Leichtathletik : Eifelwetter bremst, aber macht stärker

Der Spanier Youssef Taoussi gewinnt das Saucony Invitational Hillesheim in 14:00,91 Minuten. Lokalmatador Samuel Fitwi von der LG Vulkaneifel belegt in 14:17,73 Minuten den vierten Platz.

(teu) Es braute sich etwas zusammen am Montagabend in der Vulkaneifel. Es sollte das schnellste 5000-Meter-Rennen werden, das die Region je erlebt hat. Fast hätte es trotz widrigster Bedingungen sogar noch geklappt, Harald Norpoth, den Olympia-Zweiten von 1964, ein halbes Jahrhundert nach seinen 13:53,6 Minuten beim Trierer Pfingstsportfest 1971 zu entthronen.
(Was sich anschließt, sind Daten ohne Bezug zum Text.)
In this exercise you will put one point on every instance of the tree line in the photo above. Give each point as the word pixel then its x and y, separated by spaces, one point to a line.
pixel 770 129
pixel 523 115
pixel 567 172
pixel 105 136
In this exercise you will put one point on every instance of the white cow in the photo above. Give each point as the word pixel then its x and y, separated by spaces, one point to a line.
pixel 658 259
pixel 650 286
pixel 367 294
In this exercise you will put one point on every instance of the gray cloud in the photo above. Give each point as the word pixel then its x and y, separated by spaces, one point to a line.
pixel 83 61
Aber ein Unwetter verhagelte dem knappen Dutzend Spitzenlangstrecklern um Lokalmatador Samuel Fitwi den Traum von Zeiten um 13:30 Minuten oder gar in der Nähe der 13:13,50 Minuten, die das Ticket nach Tokio, wo nach 1964 dieses Jahr zum zweiten Mal Olympische Spiele stattfinden sollen, sichern würde.

„Die Enttäuschung ist immer noch da“, sagt Samuel Fitwi am Morgen nach dem Unwetter-Rennen. In 14:17,73 Minuten belegte der 25-Jährige von der LG Vulkaneifel beim Saucony Invitational Hillesheim den vierten Platz hinter dem  Spanier Youssef Taoussi, der in 14:00,91 Minuten siegte, sowie dem Isländer Hlynur Andrésson (14:10,47) und Yorben Ruiter aus den Niederlanden (14:11,12).
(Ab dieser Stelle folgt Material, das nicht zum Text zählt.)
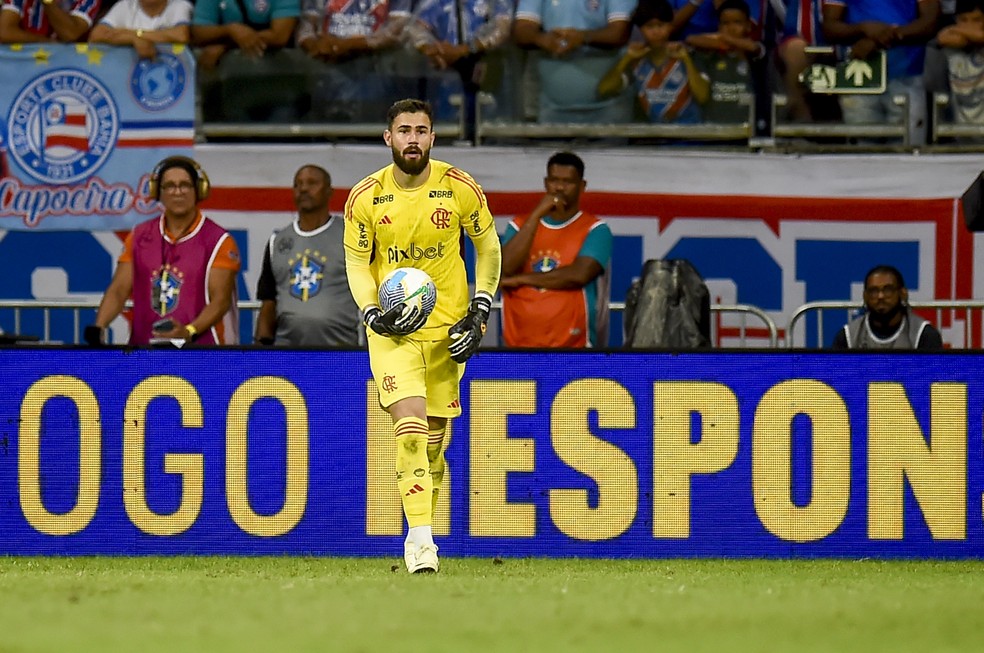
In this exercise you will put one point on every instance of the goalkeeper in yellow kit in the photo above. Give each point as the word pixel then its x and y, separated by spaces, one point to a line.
pixel 412 214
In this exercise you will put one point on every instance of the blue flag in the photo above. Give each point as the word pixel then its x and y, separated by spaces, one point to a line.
pixel 84 125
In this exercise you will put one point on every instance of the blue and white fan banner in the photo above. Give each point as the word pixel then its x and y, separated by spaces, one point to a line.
pixel 83 126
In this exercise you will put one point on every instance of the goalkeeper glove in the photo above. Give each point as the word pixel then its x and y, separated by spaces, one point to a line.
pixel 401 320
pixel 467 334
Die Zeiten, Schall und Rauch angesichts von Regen, Hagel und stürmischen Wind. 13:35,56 Minuten lief Fitwi im vergangenen Jahr. Ausgelegt war das Tempo auf 13:25 Minuten. Im Westen drohte bereits dunkel die Unwetterfront, aber auch wenn der Wind bereits auffrischte, liefen die ersten fünf Runden nach Plan. In 2:41 Minuten führte Fitwis LGV-Kollege Jakob Gieße das Feld über die ersten 1000 Meter. Felix Wammetsberger spulte das Tempo weiter wie ein Uhrwerk ab. „Ich habe mich auf den ersten zwei Kilometern gut gefühlt. Wir sind perfekt mit 5:22 Minuten durch. Dann kam noch eine 64er-Runde“, erzählt Fitwi. Dann brachen Wind und Hagel über den Läufern zusammen. Die Temperatur stürzte auf wenige Grad über den Gefrierpunkt. Das Tempo auf knapp drei Minuten pro Kilometer.
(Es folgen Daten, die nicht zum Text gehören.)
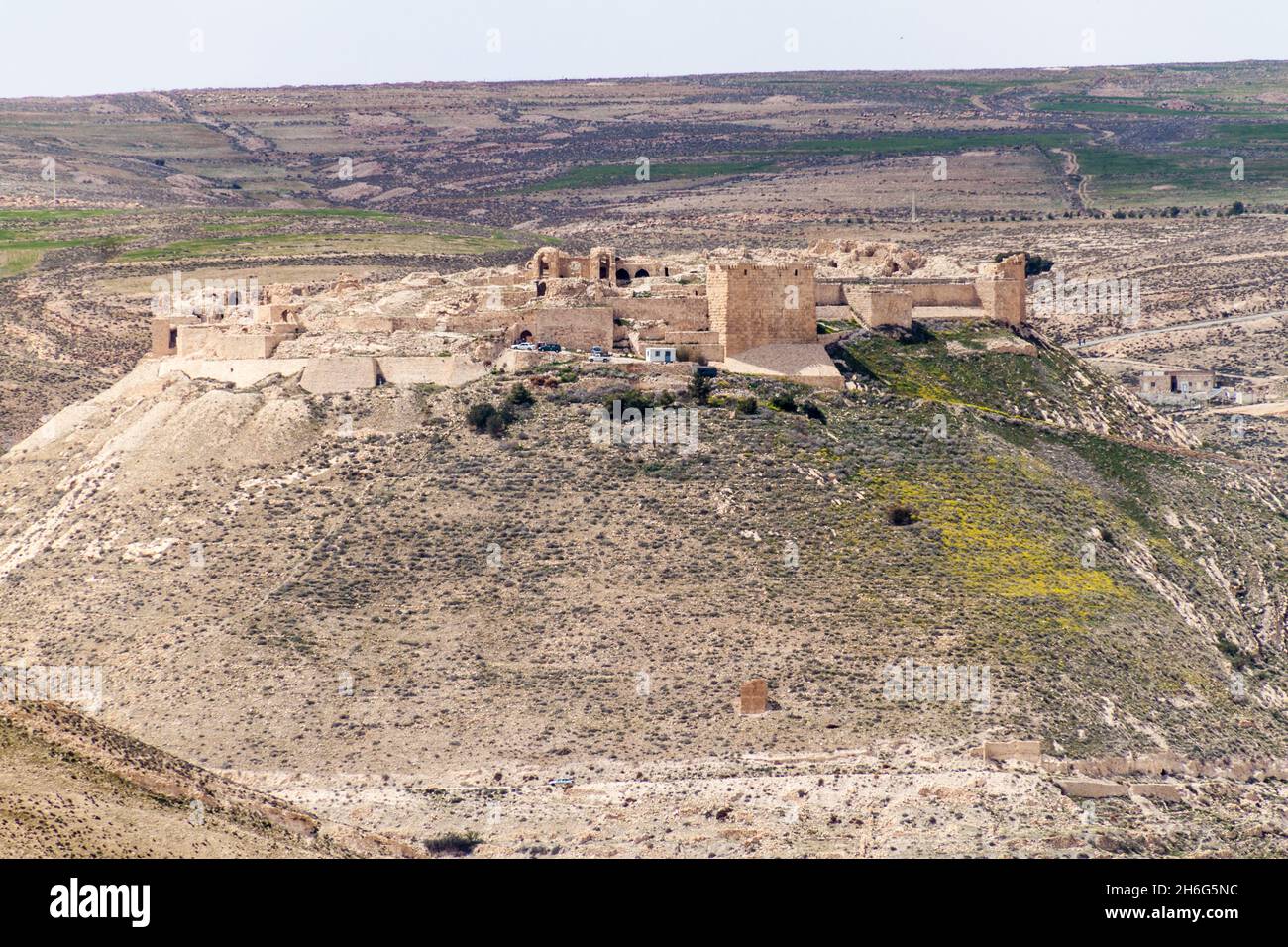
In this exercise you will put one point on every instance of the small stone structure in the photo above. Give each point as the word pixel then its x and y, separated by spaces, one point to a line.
pixel 756 318
pixel 1177 385
pixel 997 294
pixel 754 697
pixel 1025 750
Nachdem der Belgier Thomas Vanoppen nach 3000 Metern (8:22 Minuten) seinen Tempomacher-Job beendete, lief Fitwi allein gegen den Wind. Zunächst überholte Taoussi, kurz vor Schluss auch  Andrésson und Ruiter. „Wenn es ein Training gewesen wäre, hätte ich aufgehört“, sagt Fitwi. Aber in seinem Heimrennen war Aufgeben  keine Option. „Ich bin froh, dass so viele Jungs durchgelaufen sind“, lobt seine Mitläufer. Auch wenn die Zeiten nicht das waren, was man sich erhoffte. „Das macht hart“, meinte  Andrésson zu den Bedingungen.

Ähnlich sieht es auch Fitwis Trainer Yannik Duppich. „Man sieht keine guten Zeiten, aber es war ein Rennen, das alle weiterbringen kann. Solche Rennen machen einen stärker“, sagt der 30-Jährige, der auch Athlet auch Erfahrungen in den USA gesammelt hat. Trotz des Wetters, die Rückmeldungen seien positiv gewesen, sagt der Vorsitzende der LG Vulkaneifel, dessen Mitgliedsverein VfL Hillesheim örtlicher Ausrichter des 5000-Meter-Rennens war. Ob es zukünftig, dann ohne Corona und mit Zuschauern, ein hochklassiges Leichtathletik-Sportfest in der Eifel geben werde? „Durchaus möglich“, sagt Duppich.